12.09.2021, 17:40
Skadis Worte lenkten seinen Blick prompt zurück zu seinem Gegner. Und tatsächlich machte der ganz den Eindruck, einen weiteren Angriff starten zu wollen. Das Gesicht vor Wut und Schmerz verzerrt und die Hand noch immer an der vermutlich ausgekugelten Schulter fletschte der Werftarbeiter die Zähne, fixierte Lucien und stürzte nach vorn.
Gerade noch so schnappte der junge Captain die Anweisung der Frau hinter der Absperrung auf, wiederholte wie ein Schuljunge im Geiste das Wichtigste – Deckung oben lassen, vorsichtig bleiben – bevor er sich mit einem Satz zur Seite in Sicherheit brachte. Der Hüne krachte mit der unverletzten Schulter voran in die Absperrung, eben dort, wo Lucien Sekundenbruchteile zuvor noch gestanden hatte und wo auch Skadi von außen an den Sprossen gehangen hatte.

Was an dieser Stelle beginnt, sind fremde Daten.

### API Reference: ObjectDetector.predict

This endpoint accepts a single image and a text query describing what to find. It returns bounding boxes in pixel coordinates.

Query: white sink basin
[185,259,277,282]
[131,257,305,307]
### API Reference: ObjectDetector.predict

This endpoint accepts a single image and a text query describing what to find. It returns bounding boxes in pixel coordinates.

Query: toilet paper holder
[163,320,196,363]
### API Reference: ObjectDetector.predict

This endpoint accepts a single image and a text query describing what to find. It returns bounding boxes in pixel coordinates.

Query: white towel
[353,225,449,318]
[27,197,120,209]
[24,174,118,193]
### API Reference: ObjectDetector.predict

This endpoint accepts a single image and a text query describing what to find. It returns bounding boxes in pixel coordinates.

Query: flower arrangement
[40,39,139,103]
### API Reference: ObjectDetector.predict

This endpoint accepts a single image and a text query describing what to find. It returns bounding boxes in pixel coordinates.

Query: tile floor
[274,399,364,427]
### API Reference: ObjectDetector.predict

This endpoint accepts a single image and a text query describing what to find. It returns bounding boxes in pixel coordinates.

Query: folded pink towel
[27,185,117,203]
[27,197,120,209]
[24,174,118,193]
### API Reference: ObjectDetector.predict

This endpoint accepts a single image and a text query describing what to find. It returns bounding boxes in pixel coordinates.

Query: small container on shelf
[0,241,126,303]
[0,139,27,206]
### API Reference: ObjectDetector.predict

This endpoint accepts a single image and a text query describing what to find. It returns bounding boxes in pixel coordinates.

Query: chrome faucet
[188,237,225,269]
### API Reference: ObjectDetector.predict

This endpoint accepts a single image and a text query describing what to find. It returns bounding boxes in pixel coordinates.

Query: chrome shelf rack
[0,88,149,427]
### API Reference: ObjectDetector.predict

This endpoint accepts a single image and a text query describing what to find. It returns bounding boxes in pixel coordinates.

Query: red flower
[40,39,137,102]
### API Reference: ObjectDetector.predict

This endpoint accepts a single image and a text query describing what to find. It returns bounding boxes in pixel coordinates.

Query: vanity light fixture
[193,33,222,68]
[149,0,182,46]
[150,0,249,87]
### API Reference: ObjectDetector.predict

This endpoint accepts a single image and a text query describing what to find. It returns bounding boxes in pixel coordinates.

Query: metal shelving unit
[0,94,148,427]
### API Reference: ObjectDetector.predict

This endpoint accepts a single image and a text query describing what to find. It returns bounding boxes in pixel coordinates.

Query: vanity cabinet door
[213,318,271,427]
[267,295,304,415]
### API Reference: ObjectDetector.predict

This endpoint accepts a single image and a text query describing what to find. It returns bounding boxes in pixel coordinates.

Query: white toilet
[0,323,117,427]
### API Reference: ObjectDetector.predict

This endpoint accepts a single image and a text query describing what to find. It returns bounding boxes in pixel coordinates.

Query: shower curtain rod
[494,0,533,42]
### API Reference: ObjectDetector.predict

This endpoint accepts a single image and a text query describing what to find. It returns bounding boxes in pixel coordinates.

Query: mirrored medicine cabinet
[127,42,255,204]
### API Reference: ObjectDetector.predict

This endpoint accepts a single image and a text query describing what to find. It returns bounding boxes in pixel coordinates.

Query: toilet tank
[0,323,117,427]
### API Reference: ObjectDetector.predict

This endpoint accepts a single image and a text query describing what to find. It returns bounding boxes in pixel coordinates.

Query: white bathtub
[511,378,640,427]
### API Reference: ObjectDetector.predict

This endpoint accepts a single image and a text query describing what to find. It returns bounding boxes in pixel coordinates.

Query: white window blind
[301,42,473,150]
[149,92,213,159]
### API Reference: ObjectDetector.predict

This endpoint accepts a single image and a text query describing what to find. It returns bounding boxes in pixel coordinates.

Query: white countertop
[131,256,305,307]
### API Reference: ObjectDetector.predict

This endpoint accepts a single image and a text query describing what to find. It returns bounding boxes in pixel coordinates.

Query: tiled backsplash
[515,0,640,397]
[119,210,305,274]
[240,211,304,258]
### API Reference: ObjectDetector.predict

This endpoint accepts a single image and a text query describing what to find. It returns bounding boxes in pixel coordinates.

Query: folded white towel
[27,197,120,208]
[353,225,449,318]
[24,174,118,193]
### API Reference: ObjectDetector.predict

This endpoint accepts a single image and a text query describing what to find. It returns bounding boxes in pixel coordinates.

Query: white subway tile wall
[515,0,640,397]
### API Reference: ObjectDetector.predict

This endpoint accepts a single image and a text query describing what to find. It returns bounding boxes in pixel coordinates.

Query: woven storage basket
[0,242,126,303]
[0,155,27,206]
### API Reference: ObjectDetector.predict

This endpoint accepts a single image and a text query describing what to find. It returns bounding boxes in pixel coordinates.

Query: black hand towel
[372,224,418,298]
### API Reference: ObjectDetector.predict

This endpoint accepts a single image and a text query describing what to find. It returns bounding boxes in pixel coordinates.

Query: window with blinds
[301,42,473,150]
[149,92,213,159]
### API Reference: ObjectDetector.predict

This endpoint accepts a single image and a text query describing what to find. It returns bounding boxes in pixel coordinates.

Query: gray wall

Jedenfalls konnte er nur hoffen, dass sie rechtzeitig abgesprungen war, bevor der Aufprall sie unfreiwillig zwischen die Füße der Umstehenden befördern konnte, denn dieser Schrank von einem Kämpfer rappelte sich schnaubend wieder auf und wandte sich bereits erneut seinem Gegner zu. Lucien machte sich bereit, hob die Deckung und fast zeitgleich setzten sie zum Angriff an, als eine laute, herrische Stimme ihren Kampf unterbrach.
„GENUG!“
Beide Männer im Ring hielten inne, suchten und fanden den Urheber des Rufs in einer dritten, hünenhaften Gestalt, die sich soeben zwischen zwei Latten der Absperrung zwängte und den Ring betrat. Die Züge des Neuankömmlings wirkten rau, boshaft und ganz so, als wäre er es gewohnt, Anweisungen zu geben. Er hob beide Hände, schenkte ihnen ein haifischartiges Grinsen und eröffnete:
„Meine Herren, ich fürchte, ich muss diesen Kampf für beendet erklären. Es wird Zeit, den Ring für ein ordentliches Schauspiel zu räumen.“ – „Der Kampf ist noch nicht entschieden“,
warf Lucien mit gerunzelter Stirn ein und ließ die Arme sinken. Ohne Sieger kein Wettgewinn. Und er hatte nicht vor, sich um sein wohlverdientes Geld bringen zu lassen. Doch das schien den Älteren wenig zu kümmern. Er wandte sich zur Menge um, winkte zwei bulligen Männern zu, die prompt mit drohender Körpersprache auf den Ring zuhielten und wandte sich dann wieder an den Dunkelhaarigen. „Leider muss ich darauf bestehen.“
Dieses Mal war es an dem 21-Jährigen, beschwichtigend beide Arme zu heben, denn er sah durchaus ein, dass er bei einer Auseinandersetzung gegen drei oder mehr nur unterliegen konnte – und das war ihm sein Wettgewinn dann doch nicht wert. „Schon gut, schon gut.“
Also zog er sich zur Absperrung zurück, hinter der Skadi auf ihn wartete. Nicht ohne einen misstrauischen Blick über die Schulter zu werfen und bei dem, was er da sah, kurz ins Stocken zu geraten. Auf der anderen Seite des Ringes teilte sich die Menge gezwungenermaßen, ließ zwei deutlich kleinere Gestalten hindurch, die alles andere als begeistert über die ihnen zuteilwerdende Ehre wirkten. Und einen von beiden erkannte der junge Captain zweifelsfrei.
Während der machtgewohnte Hüne das kommende Schauspiel anzukündigen begann, huschte Lucien zwischen der Absperrung hindurch und landete neben Skadi, berührte dabei flüchtig ihren Unterarm, ohne den Blick von Liams Gestalt zu lösen, die sich beständig dem Kampfplatz näherte.
„Was zum Geier macht er hier?“,
raunte er der Jägerin leise zu. Wohl in der Annahme, sie wüsste über die nächtlichen Aktivitäten des Lockenkopfes besser Bescheid, als er selbst.